Many of our lowest paid members, employed by the Government, have to claim Universal Credit in order to top-up their low wages. 

This year, for the first time in a long time, the Government has offered above-inflation pay deals to public sector workers of 5%. But that comes after years of pay freezes, pay caps and below-inflation rises that have meant most workers have seen their living standards fall. 

That’s why PCS is campaigning for pay restoration across the public sector – and will be pushing that demand at the TUC this year. 

Research commissioned by PCS shows that boosting the pay of public sector workers on lower and middle incomes more than pays for itself, by increasing demand in the economy – and boosting government revenues. 

Many of our lowest paid members – civil servants and those working on outsourced contracts as cleaners and security guards in government buildings – are earning the minimum wage. 

And many like security guards at jobcentres and cleaners at the Foreign Office are in dispute over poverty rates of pay working on a government contract. 

Labour promised in its manifesto the “biggest wave of insourcing in a generation” – to end the exploitation of contractors driving down terms and conditions for workers, and driving down standards too, while creaming off large profits for their fat cat bosses. 

That model is broken, it has broken household finances and broken our economy. 

In the last five years the average wealth of the wealthiest people on the Sunday Times Rich List has increased by 50%. Last year the average wage of the chief executives of Britain’s biggest corporations grew by 19%. 

So when I hear ministers telling us: there’s not much money around it just doesn’t wash. 

The money is there, we just have to get from those who have been grabbing it for themselves at the expense of their workers, customers or tenants. 

Why are the “tough choices” always the ones that screw pensioners out of their Winter Fuel Payment or disabled people out of their benefits?
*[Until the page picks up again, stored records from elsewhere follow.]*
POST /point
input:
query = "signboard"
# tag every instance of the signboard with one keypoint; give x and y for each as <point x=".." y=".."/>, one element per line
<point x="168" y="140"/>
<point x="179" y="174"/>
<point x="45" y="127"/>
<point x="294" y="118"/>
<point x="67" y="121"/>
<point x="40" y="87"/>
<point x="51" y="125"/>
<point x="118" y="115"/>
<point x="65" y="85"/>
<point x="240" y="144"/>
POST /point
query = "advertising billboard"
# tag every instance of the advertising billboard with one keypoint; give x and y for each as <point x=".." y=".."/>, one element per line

That mean libraries close or workers are made redundant? 

Why can’t we have some “tough choices” that impose a windfall tax on the banks and other profiteering corporations? Or that equalise capital gains tax with income tax, so that those who earn their money from speculation pay the same tax rates as those vital workers who keep this country running. 

PCS will not accept another round of cuts to public services or our members’ jobs. Austerity always was and remains a political choice not an economic necessity. 
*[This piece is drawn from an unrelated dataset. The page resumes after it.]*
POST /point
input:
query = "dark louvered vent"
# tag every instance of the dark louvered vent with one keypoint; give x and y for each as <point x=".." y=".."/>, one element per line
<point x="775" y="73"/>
We already know there are huge backlogs in different parts of the public sector – from NHS waiting lists to the courts.  

Public services need a substantial injection to resource just to keep functioning. Talk of further restraint or austerity is preparing for disaster. 
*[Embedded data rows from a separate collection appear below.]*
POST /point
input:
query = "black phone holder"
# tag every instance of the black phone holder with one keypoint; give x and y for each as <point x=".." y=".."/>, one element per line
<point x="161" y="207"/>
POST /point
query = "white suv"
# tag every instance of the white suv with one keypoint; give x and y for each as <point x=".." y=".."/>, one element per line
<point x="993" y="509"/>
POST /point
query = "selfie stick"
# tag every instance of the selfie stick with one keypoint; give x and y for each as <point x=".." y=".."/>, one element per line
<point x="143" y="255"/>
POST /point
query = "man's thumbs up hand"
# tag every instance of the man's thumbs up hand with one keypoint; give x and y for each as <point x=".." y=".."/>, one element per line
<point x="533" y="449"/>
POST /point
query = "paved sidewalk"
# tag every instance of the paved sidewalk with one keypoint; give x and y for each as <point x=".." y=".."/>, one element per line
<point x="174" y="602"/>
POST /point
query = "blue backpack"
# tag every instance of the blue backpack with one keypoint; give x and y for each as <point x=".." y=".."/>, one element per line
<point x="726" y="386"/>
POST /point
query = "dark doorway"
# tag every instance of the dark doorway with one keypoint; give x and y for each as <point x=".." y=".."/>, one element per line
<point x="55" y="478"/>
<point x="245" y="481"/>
And cuts have consequences. Lower wages and benefits means more poverty, and that means more strain on public services through ill-health, crime and worse educational outcomes. 

If Labour goes down the George Osborne route of austerity, it will fail – and it will be letting down the people who voted for them on the promise of ‘change’. 

But if Labour is serious about delivering the highest sustained growth in the G7 then it has to reject the siren voices for austerity and invest in workers and the public services they provide.